PPG Reportable Segments and Discontinued Operations Classification
On March 31, PPG divested its 51-percent ownership interest in the Transitions Optical joint venture and 100 percent of its sunlens business. The financial results for the divested businesses are reported in discontinued operations. Additionally, as of the first quarter 2014, PPG has adopted a new reportable-segment structure. The three reportable segments and respective businesses for each are as follows:
- Performance Coatings – aerospace, architectural coatings – Americas and Asia-Pacific, architectural coatings – Europe, Middle East and Africa (EMEA), automotive refinish, and protective and marine coatings
- Industrial Coatings – automotive OEM (original equipment manufacturer) coatings, industrial coatings, packaging coatings, and specialty coatings and materials
- Glass – fiber glass and flat glass
- Performance Coatings segment net sales for the quarter were $2.0 billion, up $429 million, or 27 percent. Acquired businesses increased sales by 23 percent year-over-year, and segment volume growth added 3 percent, with currency translation and price accounting for the remaining net sales change. Automotive refinish and aerospace increased sales volumes in all major regions, reflecting continued global industry growth. Excluding favorable acquisition impacts, architectural coatings net sales in North America grew modestly versus the prior year, as results were mixed by distribution channel and the region was impacted by inclement weather. Architectural coatings – EMEA volumes were up mid-single-digit percentages due to partial regional demand recovery and favorable weather conditions in the region. Protective coatings volume growth, including acquisition-related revenue synergies, offset weaker marine coatings sales, as marine new-build demand remained negative year-over-year but stable versus recent quarters. Segment earnings of $248 million were up $56 million, or 29 percent, as a result of the increase in organic net sales and earnings contribution from business acquisitions.

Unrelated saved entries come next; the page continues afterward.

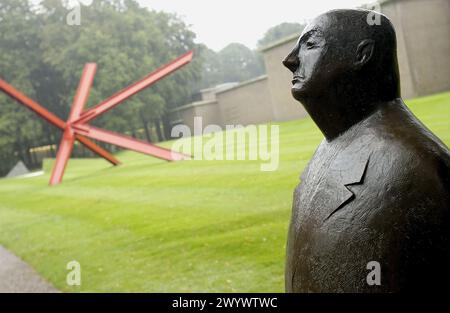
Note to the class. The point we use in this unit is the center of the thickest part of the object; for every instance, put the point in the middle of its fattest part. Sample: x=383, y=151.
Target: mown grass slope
x=152, y=226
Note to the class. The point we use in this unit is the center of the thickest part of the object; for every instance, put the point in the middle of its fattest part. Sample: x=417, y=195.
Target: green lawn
x=152, y=226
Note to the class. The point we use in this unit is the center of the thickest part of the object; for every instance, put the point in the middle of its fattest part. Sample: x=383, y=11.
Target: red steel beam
x=31, y=104
x=133, y=89
x=53, y=119
x=62, y=157
x=129, y=143
x=68, y=138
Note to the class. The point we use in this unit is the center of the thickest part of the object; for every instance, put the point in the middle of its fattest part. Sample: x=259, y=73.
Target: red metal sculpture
x=77, y=128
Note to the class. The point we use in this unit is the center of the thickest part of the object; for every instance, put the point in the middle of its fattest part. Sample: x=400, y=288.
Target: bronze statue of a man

- Industrial Coatings segment net sales for the quarter were $1.4 billion, increasing $89 million, or 7 percent. Volume growth of 7 percent accounted for the net sales change, with all regions delivering higher volumes. Automotive OEM coatings grew by more than 10 percent globally, outpacing a global industry growth rate of about 4 percent, with strong growth in each major region. The industrial coatings and specialty coatings and materials businesses also delivered solid volume growth, led by gains in North America and the Asia Pacific region. Packaging coatings sales were weaker, driven by lower European volume. Total segment earnings for the quarter were $231 million, up $33 million, or 17 percent, as a result of the higher volumes.
- Glass segment net sales were $266 million for the quarter, up $10 million, or 4 percent, year-over-year. Segment volumes grew 3 percent on continued improvement in global fiber glass demand, partly offset by lower flat glass volumes. Flat glass pricing increased year-over-year. Segment earnings were $4 million, down $1 million versus the prior year primarily due to scheduled maintenance and repair costs of $12 million and higher natural gas costs that were partly offset by improved earnings from the higher net sales.